Serendip is an independent site partnering with faculty at multiple colleges and universities around the world. Happy exploring!

You are here


sshameti's picture

Silvi Shameti

Innovation in education can exist in many different forms; it can be in the curriculum that a teacher carefully and deliberately chooses in order to focus on specific things; it can be in the methods a teacher uses in the classroom and the expectations and standards they set for their students; it can be in the way they handle their students’ backgrounds and take into account their cultural knowledge; and it can be in the way they make use of resources outside of the classroom, like a student’s family or community.

In terms of curriculum, I think it is really important to a) have a curriculum that reflects the interests of the students one is teaching, and that allows the students to relate to material and see it as useful to their lives, and b) incorporate information that isn’t part of the canon - in fact, turn the canon completely onto its head - in order to make explicit certain institutions that are important for students in the classroom to unpack together. One example I really enjoyed reading about in class that I think speaks to this kind of innovation is Hill’s work with hip-hop as a curriculum; it brought up many complex questions and ideas and was material that related to the students’ experiences and interest while also being analyzable and ripe for unpacking issues surrounding race and class. I found it really interesting that the hip-hop class brought up the idea of “realness” and authenticity because to me that is speaking specifically to the fact that a) there is a “right” and “true” way to perform one’s identity and culture and that there are qualifications or pre-requisites in order for that to be achieved and b) the interaction between hip-hop and whiteness and the way white students may feel like they are a part of the black community or relate to the same “struggles” brings up a whole host of questions surrounding privilege and the difference between personal experiences and institutionalized inequity. (Thinking about this in the context of events that are currently unfolding in history, like Ferguson, it becomes really relevant because many people have brought up the point that white people are often appropriating aspects of black culture - like wearing dreadlocks, listening and “relating to” hip-hop music, adopting fashion trends that arise in the black community, etc. - while still denying black people the right to merely exist without the threat of violence.) I think having a curriculum that is at once educational and political is a really meaningful way to approach classroom content, because I think education is inherently political and the ability to turn a classroom full of students into a group of socially aware individuals is a powerful tool.

Innovative methods that a teacher uses in the classroom involve going beyond the four walls of the classroom, either literally or figuratively. In the “Secret Games” reading by Wendy Ewald, she assigns young students in Durham to a photo project that explores both their “white” and “black” selves in order to address the way different races are perceived in the students’ neighborhood. By framing the construct of race in a somewhat abstract way, Ewald allows the student a special kind of access into the material while also allowing them to explore themselves creatively and allow them to learn a new skill in the process. 

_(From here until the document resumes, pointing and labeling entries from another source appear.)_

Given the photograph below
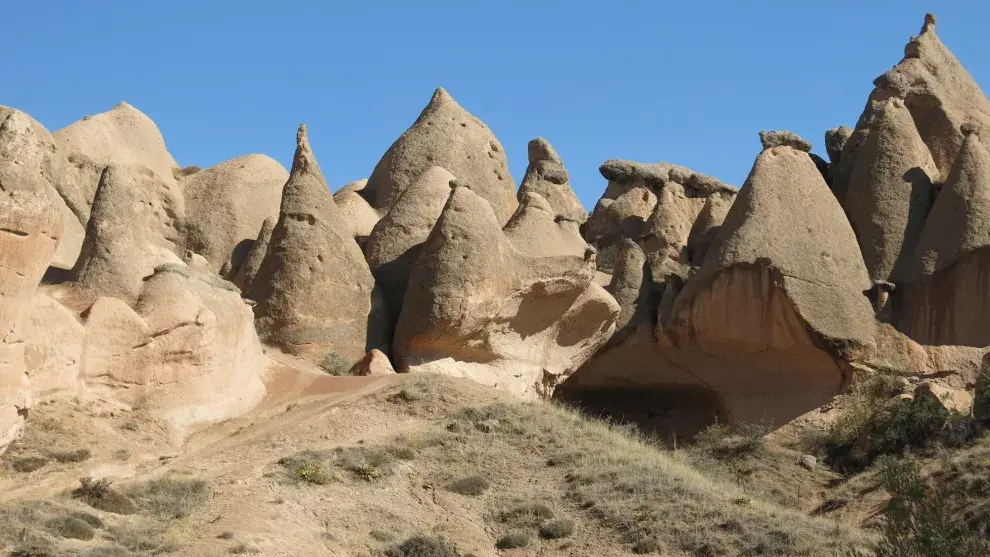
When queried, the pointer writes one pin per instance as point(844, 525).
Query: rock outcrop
point(314, 290)
point(396, 240)
point(227, 204)
point(498, 307)
point(448, 136)
point(134, 227)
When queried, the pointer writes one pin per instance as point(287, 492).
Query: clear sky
point(688, 82)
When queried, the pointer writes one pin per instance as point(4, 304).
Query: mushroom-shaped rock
point(29, 159)
point(121, 136)
point(781, 293)
point(547, 176)
point(481, 307)
point(890, 192)
point(226, 205)
point(945, 301)
point(133, 229)
point(940, 95)
point(255, 256)
point(396, 240)
point(30, 226)
point(355, 210)
point(445, 135)
point(314, 290)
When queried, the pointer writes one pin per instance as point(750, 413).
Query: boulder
point(448, 136)
point(314, 290)
point(30, 226)
point(375, 362)
point(121, 136)
point(255, 256)
point(946, 301)
point(938, 92)
point(227, 204)
point(355, 210)
point(396, 240)
point(134, 227)
point(481, 304)
point(547, 176)
point(890, 193)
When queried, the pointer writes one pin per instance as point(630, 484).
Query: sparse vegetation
point(423, 546)
point(473, 485)
point(556, 528)
point(335, 364)
point(78, 455)
point(514, 539)
point(98, 494)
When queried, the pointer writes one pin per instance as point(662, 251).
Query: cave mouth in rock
point(669, 412)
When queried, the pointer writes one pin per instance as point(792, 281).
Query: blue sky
point(685, 82)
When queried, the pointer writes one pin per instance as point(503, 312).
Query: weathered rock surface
point(480, 306)
point(890, 192)
point(396, 240)
point(448, 136)
point(227, 204)
point(947, 302)
point(134, 227)
point(314, 290)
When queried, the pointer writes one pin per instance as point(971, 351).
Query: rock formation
point(498, 307)
point(314, 290)
point(448, 136)
point(396, 240)
point(227, 204)
point(132, 230)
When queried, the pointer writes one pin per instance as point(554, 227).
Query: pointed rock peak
point(771, 139)
point(541, 150)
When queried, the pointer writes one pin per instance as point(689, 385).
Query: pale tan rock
point(396, 240)
point(54, 349)
point(952, 400)
point(375, 362)
point(355, 210)
point(479, 305)
point(890, 193)
point(255, 256)
point(227, 204)
point(939, 93)
point(134, 227)
point(448, 136)
point(120, 136)
point(314, 290)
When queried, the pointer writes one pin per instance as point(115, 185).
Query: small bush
point(526, 515)
point(514, 539)
point(422, 546)
point(470, 485)
point(335, 364)
point(99, 495)
point(556, 528)
point(28, 464)
point(78, 455)
point(919, 521)
point(70, 527)
point(171, 496)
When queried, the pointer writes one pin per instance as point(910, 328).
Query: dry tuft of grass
point(472, 485)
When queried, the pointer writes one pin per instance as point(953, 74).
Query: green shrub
point(335, 364)
point(470, 485)
point(98, 494)
point(556, 528)
point(514, 539)
point(70, 527)
point(918, 519)
point(423, 546)
point(78, 455)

Another important construct central to the idea of innovative teaching is the need to battle against societally accepted constructions of capital and to re-define what it means to have capital in a classroom. This can be seen across all the readings we’ve done, especially Hill’s piece on hip-hop as well as Hubert’s “Challenging Racist and Nativist Framing: Acknowledging the Community of Cultural Wealth of Undocumented Chicana college Students to Reframe the Immigration Debate” and Gerald Campano’s discussion of literacy and epistemic knowledge in his book, “Immigrant Students and Literacy.” All of these readings have stressed the importance of moving away from deficit thinking (believing that certain groups of students don’t have the ability to develop certain skills or don’t have the same capacity to perform in a classroom setting) and taking an innovative approach where teachers recognize the experiences that students bring to the classroom as valid and necessary and as worthy contributions to learning. In addition, validating the idea that groups of people who are often labeled as “oppressed” or “marginalized” actually have a perspective of the world that allows them access to information that privileged groups don’t have is something I find very important; the classroom can definitely be a place where students come to evaluate their self-worth and the worth of their peers and teachers should acknowledge the skills that students have to offer and build off of them in the classroom.

Lastly, I also think trust is an important part of being an innovative teacher. Although trust is not a new concept in the world of education, I think it is important for teachers to realize the importance of building meaningful relationships in the classroom that can then carry on outside of the school. Building trust and mutual respect with students can allow one to become involved in their lives outside of the classroom and incorporate their family and community into their educational experience.